Quizá de haber sido yo otra... hubiera llenado el baldecito con agua y la mamá de Sol -así se llamaba la niñita redonda y bronceada- hubiese charlado conmigo de lo que se habla en la playa. Ella no sabía que yo era una extraña, sino que extrañaba, que quería hacer un pozo en la arena para juntar almejas, pero no me atrevía, que quería zambullirme en las rápidas olas, pero me daba vergüenza, que me molestaba el sol en la nuca, pero no podía cambiar de posición y volverme visible. Así, sentada, ovillada, quieta, muda, sola en el estreno de una obra que hubiese podido ser hermosa y divertida, pensé en otros días, en seres que me acompañaron: armé rostros queridos y lejanos, resucité palabras dichas tiempo atrás.
Me encontré con culpas, alegrías y fantasmas. Todos los mares que conocía resonaron en mi mente su ruido de caracola apoyada en la oreja. Todos los mares aletearon con las alas grises o blancas de sus gaviotas siempre hambrientas. Todos los mares burbujearon sus azules copiados del cielo, de los nomeolvides, de las violetas postreras del invierno y sus verdes encabritándose en las primaveras de hojas nuevas, pero en todos había estado con alguien, acompañada.

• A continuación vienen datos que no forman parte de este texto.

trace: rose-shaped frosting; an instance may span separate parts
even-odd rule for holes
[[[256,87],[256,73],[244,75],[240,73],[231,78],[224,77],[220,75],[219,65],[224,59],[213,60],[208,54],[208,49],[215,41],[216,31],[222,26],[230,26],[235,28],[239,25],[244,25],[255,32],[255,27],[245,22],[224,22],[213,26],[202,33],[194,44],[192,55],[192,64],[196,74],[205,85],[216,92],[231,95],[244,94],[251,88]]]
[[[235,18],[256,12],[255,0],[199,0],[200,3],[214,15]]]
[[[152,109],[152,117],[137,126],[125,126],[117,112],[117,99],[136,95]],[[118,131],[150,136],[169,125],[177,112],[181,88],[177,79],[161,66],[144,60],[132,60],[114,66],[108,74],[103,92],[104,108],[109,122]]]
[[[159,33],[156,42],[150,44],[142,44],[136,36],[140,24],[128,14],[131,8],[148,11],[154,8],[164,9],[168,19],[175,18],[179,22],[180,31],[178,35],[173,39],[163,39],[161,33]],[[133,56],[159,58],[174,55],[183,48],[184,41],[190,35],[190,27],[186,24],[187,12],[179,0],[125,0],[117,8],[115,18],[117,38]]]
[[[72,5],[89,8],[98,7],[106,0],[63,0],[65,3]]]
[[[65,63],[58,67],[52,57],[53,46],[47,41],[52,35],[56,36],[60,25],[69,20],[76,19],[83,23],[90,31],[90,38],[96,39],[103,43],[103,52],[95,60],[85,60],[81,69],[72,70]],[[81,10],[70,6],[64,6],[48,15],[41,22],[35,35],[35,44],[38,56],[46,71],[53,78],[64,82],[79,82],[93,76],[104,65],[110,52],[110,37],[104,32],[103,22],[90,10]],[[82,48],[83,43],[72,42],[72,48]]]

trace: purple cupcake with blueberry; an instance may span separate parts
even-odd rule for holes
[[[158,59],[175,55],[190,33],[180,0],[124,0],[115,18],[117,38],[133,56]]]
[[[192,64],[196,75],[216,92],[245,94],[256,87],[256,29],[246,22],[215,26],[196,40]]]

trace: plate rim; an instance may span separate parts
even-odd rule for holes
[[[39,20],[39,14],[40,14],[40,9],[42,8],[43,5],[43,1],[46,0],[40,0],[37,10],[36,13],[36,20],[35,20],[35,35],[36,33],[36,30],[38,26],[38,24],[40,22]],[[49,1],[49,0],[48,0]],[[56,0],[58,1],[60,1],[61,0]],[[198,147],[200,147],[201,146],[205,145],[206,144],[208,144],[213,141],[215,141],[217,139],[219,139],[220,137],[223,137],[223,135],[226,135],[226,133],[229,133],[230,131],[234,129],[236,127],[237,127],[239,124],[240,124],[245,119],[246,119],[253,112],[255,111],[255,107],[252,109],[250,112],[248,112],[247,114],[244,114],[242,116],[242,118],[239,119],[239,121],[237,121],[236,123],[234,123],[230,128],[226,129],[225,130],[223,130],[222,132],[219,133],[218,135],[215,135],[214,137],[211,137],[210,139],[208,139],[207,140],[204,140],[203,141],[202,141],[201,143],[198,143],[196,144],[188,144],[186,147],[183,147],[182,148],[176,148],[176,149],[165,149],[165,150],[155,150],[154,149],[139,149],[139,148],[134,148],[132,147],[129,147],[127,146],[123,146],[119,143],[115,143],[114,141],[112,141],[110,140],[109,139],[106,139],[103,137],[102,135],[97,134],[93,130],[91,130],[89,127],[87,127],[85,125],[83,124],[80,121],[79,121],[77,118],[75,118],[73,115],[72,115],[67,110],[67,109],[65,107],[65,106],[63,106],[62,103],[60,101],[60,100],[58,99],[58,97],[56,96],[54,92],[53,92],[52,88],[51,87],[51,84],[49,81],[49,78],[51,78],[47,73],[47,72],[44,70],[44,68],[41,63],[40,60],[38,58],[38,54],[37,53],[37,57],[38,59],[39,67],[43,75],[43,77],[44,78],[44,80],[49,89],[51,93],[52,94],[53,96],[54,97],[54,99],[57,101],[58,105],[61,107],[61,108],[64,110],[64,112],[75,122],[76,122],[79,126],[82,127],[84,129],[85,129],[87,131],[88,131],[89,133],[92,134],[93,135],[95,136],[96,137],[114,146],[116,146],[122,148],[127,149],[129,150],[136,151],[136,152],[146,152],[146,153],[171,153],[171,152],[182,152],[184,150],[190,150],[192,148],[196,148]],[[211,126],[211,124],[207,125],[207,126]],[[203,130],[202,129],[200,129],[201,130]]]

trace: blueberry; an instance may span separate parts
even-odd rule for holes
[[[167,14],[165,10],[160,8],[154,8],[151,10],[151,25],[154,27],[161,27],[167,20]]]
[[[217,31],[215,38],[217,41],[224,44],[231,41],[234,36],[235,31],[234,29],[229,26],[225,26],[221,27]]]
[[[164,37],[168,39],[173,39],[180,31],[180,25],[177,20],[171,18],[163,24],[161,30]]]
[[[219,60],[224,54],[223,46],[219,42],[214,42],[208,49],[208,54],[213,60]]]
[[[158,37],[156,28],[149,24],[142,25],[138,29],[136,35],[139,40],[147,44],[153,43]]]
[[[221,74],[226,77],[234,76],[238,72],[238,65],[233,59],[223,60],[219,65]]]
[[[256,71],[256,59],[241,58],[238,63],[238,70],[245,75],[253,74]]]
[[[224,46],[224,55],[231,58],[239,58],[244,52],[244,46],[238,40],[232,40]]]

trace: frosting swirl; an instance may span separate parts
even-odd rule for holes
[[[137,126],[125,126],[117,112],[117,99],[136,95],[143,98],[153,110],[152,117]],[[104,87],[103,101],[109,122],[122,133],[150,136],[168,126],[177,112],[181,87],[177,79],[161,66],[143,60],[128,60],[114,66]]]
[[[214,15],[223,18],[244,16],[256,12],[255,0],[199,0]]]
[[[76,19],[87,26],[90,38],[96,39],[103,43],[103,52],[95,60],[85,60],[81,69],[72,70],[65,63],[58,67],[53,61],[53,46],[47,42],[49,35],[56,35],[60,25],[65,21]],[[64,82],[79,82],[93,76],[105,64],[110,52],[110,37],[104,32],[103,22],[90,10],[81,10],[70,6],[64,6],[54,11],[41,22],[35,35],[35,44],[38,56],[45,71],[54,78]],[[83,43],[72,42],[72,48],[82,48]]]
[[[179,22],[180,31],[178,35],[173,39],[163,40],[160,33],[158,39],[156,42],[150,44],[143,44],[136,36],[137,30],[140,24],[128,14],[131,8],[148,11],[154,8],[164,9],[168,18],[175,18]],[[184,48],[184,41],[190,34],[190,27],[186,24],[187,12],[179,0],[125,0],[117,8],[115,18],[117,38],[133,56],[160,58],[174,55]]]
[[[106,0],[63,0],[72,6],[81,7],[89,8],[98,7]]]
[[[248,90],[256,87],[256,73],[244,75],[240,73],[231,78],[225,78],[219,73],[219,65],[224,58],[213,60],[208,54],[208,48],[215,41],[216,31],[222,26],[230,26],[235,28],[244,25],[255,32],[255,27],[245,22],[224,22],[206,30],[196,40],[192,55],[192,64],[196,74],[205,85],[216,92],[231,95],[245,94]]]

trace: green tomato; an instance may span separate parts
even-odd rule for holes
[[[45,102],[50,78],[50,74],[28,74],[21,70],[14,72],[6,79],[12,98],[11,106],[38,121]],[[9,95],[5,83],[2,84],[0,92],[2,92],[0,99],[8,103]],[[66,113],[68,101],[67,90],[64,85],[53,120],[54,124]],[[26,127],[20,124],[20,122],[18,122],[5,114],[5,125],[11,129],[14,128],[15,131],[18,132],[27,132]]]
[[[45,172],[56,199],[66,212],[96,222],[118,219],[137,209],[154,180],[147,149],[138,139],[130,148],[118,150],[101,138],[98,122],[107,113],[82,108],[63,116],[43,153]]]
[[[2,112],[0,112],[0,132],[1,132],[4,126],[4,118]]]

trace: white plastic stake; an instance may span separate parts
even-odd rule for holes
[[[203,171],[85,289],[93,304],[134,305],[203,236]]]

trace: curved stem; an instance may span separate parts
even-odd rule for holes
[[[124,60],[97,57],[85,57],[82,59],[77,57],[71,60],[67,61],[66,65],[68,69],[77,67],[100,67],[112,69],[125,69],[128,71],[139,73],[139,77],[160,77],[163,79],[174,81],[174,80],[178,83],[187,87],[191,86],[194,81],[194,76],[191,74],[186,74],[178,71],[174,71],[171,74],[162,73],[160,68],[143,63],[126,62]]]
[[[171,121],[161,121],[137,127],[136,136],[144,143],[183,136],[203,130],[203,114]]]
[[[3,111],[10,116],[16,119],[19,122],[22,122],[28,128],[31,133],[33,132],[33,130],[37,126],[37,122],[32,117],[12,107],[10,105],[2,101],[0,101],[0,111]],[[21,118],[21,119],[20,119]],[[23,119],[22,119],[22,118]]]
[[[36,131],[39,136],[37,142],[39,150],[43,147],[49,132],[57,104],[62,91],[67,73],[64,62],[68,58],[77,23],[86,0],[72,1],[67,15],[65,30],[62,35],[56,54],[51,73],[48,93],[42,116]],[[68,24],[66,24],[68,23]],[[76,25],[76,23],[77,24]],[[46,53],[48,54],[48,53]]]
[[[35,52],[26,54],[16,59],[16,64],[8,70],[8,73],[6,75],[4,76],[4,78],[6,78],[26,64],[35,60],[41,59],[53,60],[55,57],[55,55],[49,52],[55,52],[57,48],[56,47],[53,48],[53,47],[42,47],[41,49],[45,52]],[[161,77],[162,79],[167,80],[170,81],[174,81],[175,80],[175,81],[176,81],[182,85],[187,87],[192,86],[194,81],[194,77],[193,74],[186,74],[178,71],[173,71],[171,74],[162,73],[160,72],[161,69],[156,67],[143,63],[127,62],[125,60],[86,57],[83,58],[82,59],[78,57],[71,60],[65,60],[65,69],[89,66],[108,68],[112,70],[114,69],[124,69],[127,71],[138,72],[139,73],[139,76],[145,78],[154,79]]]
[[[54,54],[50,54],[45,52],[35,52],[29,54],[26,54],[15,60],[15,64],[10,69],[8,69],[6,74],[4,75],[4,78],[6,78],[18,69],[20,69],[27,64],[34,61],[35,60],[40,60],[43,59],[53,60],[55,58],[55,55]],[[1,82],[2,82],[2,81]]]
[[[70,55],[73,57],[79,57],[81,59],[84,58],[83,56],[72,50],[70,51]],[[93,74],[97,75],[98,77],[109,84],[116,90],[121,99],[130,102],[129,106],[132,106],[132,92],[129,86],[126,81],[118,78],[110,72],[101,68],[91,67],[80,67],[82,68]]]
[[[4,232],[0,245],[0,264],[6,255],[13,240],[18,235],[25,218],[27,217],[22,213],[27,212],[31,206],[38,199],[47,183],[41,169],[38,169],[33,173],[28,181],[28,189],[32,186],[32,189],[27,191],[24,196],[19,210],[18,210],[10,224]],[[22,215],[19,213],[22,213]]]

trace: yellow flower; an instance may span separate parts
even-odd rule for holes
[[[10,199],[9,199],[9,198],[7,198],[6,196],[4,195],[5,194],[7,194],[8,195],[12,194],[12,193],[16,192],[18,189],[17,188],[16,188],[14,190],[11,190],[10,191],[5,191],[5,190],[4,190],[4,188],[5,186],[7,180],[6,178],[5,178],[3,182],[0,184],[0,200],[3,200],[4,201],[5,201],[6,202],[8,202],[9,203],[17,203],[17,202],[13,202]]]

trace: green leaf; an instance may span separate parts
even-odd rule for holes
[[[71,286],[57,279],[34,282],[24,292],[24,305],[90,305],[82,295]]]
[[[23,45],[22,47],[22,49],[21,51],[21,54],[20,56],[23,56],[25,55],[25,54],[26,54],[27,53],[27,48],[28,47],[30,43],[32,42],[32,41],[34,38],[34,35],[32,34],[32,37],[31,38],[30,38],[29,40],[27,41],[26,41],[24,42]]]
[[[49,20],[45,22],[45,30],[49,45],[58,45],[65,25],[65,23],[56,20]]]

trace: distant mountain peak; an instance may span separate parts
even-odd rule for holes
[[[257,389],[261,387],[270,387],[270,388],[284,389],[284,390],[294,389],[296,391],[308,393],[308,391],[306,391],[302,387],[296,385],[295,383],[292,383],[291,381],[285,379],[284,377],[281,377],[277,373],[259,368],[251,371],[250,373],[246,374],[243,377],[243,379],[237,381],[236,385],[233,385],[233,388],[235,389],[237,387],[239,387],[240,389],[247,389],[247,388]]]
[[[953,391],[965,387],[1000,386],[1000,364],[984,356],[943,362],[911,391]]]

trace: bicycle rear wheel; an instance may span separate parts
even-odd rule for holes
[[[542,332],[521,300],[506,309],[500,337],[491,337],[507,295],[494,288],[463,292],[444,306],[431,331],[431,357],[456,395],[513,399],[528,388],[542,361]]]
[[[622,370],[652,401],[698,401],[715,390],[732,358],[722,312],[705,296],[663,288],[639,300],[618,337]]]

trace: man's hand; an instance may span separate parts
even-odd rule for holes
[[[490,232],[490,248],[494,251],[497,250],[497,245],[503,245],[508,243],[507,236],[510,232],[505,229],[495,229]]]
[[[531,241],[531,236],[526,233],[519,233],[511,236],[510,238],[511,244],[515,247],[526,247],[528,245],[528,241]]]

Y yo decía: "allá va un pájaro" o "un velero tan blanco" o "¿pescarán algo esos hombres?" o "ese chico tan bello"... y quien estaba a mi lado giraba su cabeza mirando, o me señalaba algo, también, para que yo mirara, y el mundo era entonces tibio y seguro como un nido de dos manos puestas en forma de cuenco para dar toda el agua mansa de la ternura, toda el agua transparente de la compañía. Cuando la playa quedó casi desierta me levanté para marcharme. En la arena estaba la forma de mi cuerpo: allí permanecería hasta que la verde mano del mar la emparejara, borrándola, borrándome. Me quité los anteojos para limpiar los vidrios empañados, que casi no me dejaban ver. Pero mientras regresaba al hotel me di cuenta de que no, no eran los vidrios. Era yo, llorando.